I’ve recently read a great book: “7 Powers: The Foundations of Business Strategy” by Hamilton Helmer.

The Powers discussed are the “set of conditions that create the potential for persistent differential returns”. Said another way, they help create competitive moats that help a company grow and sustain differential margins.

I think strategically considering Power can be especially powerful for startups and early investors. As Hamilton said: “your first step is invention: breakthrough products, engaging brands, innovative business models. The first step, yes, but it can’t be the last step.” There has to to be Power for a firm to be able to create long term business value.

Investors learn a framework to analyze a firm ex ante, helping to spot the Powers that are being development, thus understanding the true value of firm. Strategists can begin thinking of Power development to ensure sustainability.

“7 Powers” helped me better understand the trials and tribulations I personally experienced in super competitive markets.
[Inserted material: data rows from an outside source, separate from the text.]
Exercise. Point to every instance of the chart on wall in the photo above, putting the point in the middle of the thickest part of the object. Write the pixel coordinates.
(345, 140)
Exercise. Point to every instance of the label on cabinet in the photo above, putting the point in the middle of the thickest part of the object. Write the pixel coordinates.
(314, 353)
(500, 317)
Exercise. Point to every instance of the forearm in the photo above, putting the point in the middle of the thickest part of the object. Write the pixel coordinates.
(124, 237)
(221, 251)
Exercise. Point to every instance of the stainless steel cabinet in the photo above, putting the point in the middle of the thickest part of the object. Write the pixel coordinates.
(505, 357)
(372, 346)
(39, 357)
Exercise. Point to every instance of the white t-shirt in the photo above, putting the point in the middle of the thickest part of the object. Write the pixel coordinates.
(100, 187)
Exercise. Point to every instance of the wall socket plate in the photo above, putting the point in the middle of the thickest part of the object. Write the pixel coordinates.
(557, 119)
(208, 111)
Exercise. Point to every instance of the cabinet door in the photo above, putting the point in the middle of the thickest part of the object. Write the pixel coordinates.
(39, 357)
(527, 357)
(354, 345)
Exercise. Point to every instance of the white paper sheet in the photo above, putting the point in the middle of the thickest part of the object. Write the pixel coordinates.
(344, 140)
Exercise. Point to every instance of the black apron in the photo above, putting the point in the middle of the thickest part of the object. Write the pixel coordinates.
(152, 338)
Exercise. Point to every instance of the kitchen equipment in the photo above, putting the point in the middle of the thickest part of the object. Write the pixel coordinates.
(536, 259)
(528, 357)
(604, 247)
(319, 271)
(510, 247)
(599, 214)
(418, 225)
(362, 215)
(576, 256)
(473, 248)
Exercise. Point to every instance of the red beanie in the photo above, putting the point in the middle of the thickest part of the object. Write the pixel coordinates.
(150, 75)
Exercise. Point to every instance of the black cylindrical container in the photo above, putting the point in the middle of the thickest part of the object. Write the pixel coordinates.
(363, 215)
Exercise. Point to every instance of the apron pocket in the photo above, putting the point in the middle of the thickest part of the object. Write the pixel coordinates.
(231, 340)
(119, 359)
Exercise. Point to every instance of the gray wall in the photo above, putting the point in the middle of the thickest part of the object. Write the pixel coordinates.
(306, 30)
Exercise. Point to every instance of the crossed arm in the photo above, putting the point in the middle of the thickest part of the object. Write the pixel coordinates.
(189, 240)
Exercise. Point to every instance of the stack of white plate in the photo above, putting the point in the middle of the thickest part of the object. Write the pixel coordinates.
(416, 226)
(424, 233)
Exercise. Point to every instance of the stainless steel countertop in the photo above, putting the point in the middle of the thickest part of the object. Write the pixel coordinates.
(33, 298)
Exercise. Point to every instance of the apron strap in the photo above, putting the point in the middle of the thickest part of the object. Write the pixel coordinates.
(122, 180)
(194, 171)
I now, more clearly, see how a firm can develop conditions for persistent growth and returns by escaping competitors. (I’ll outline the Powers developed in the email marketing SMB industry in a future post).

7 Powers

For each Power, I’ve noted:

  • Benefit: how it helps the firm
  • Competitive Barrier: how it holds competitors at bay
  • Exclusivity: is it the only company in a market that can have the Power?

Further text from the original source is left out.